Hunt for Cosmic `Fossils'
SCIENCE COMMENTARY
WHILE astronomers generally look forward to the launch of the Hubble Space Telescope next year, those who study the childhood of the universe have an important launch of their own this fall. It involves a satellite that will give them their first comprehensive view of cosmic ``fossils'' left over from the birth of our universe. These ``fossils'' are the photons of the low-energy microwave radiation that appears to permeate the cosmos. They started out as photons of white light from the universe's ``Big Bang'' explosive birth. In the 10 to 20 billion years since that origin, the radiation's wavelength has lengthened a thousand-fold. Today it is only a faint hiss in sensitive radiotelescopes.
But that hiss - that cosmic background radiation, to use its formal name - holds clues to what happened to our universe at times far earlier than even the space telescope will be able to explore. Thus the Cosmic Background Explorer (COBE) satellite NASA plans to orbit this fall is, in its way, as important an astronomical advance as the more highly publicized Hubble facility.
Free of the atmospheric distortions that limit the vision of ground-based telescopes, the Hubble instrument will be able to see farther into space than astronomers have ever seen before. The farther away an astronomical object is, the longer it has taken the radiation, by which we see it, to reach us. To put it another way, we see distant objects at earlier stages in their development than objects closer to us. The Hubble telescope should see some galaxies and other objects in their earliest stages of evolution. The COBE satellite, by contrast, won't look deep into space. It will search for subtle variations in background radiation that could reflect conditions before galaxies began to form.

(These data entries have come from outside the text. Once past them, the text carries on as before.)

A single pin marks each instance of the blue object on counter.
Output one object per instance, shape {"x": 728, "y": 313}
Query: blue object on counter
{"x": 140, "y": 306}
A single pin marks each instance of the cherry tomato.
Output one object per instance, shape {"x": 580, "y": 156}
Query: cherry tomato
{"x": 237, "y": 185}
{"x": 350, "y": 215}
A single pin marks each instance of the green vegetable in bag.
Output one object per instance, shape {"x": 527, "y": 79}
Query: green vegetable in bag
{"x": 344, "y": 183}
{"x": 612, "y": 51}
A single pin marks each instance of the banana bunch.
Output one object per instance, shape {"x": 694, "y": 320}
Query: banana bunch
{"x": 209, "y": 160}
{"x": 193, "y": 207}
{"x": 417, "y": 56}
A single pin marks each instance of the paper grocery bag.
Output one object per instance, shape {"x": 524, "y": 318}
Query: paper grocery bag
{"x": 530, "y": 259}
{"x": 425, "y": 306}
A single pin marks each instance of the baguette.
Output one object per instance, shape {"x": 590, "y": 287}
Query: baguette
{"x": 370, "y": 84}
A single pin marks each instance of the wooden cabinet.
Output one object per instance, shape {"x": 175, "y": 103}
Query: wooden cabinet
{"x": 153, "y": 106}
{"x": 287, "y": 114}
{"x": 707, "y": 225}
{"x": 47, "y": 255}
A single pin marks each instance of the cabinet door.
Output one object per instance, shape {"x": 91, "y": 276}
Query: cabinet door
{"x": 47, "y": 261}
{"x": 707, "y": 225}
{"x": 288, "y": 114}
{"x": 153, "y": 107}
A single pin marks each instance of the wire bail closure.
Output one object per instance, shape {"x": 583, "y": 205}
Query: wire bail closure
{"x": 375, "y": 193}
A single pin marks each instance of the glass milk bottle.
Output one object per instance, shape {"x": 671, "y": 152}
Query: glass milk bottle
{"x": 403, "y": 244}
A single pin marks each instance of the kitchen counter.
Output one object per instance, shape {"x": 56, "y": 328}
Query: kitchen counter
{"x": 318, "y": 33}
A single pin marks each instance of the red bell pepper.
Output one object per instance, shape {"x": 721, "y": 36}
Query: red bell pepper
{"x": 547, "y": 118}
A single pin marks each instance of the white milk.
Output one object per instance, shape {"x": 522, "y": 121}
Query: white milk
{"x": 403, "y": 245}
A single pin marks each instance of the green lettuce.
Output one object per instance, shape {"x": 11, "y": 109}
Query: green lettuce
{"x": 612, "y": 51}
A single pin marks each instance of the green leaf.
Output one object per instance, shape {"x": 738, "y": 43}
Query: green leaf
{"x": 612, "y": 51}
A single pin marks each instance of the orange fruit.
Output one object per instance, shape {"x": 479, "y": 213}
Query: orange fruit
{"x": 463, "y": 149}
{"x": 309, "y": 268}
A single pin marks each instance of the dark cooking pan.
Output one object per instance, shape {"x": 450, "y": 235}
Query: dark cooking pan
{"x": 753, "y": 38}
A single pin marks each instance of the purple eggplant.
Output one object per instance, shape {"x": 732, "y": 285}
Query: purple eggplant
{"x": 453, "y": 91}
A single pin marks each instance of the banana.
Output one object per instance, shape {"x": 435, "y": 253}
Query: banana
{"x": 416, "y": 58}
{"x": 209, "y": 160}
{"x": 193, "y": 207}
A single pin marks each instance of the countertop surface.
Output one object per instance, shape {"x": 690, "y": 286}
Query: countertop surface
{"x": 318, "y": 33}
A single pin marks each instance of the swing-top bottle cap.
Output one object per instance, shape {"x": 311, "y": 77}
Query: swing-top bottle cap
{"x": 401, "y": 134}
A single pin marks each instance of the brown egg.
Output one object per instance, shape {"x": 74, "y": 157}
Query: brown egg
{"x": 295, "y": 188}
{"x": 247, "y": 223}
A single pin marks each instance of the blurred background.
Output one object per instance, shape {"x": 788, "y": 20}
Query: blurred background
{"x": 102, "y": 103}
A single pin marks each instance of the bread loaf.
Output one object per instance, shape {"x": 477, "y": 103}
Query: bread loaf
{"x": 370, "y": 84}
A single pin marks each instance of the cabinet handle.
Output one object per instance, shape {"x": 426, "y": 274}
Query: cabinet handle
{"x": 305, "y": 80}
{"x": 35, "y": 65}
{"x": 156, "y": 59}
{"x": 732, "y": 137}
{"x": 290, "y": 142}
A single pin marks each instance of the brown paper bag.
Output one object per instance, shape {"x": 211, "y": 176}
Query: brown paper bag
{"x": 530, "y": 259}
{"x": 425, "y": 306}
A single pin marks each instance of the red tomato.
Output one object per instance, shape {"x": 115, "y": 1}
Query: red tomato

The radiation is highly uniform in all directions. This reflects conditions in the early universe when things were so hot that particles of matter and photons (particles of radiation) freely exchanged energy. By the time the universe was 300,000 to 500,000 years old, however, it had cooled to 3,000 Kelvin (3,000 K. or 4,999 degrees F.) and matter and radiation no longer interacted freely. The radiation now has cooled to a mere 2.8 K. (-455 degrees F).
While the radiation's high degree of uniformity is due to very early conditions, any tiny variations should reflect what happened to the radiation after the first few hundred thousand years. Variations, for example, may hint at the early clumping of matter before galaxies formed - a clumpiness that could subtly distort the radiation.
Earth's atmosphere has frustrated scientists seeking such information even more than it has annoyed optical astronomers. It doesn't just distort observations of the background radiation, it absorbs many of its most interesting frequencies. Instruments sent above the atmosphere for a few minutes on rockets have helped these scientists glimpse what they are missing. These fleeting observations have suggested there are some telltale variations in the cosmic background.
Like the Hubble telescope, COBE was to have been launched by the space shuttle. But unlike Hubble, which is still to ride the shuttle, the satellite was adapted for launch by a Delta rocket after the Challenger accident. Traveling 900 kilometers (560 miles) above Earth in a circular, near-polar orbit, it should be able to make a thorough survey of the background radiation over the entire sky twice during its expected one-year observing life.
The data this satellite returns will be esoteric. But the information scientists can extract from it should interest anyone who puzzles over the ancient questions - where have we come from, how has our universe evolved?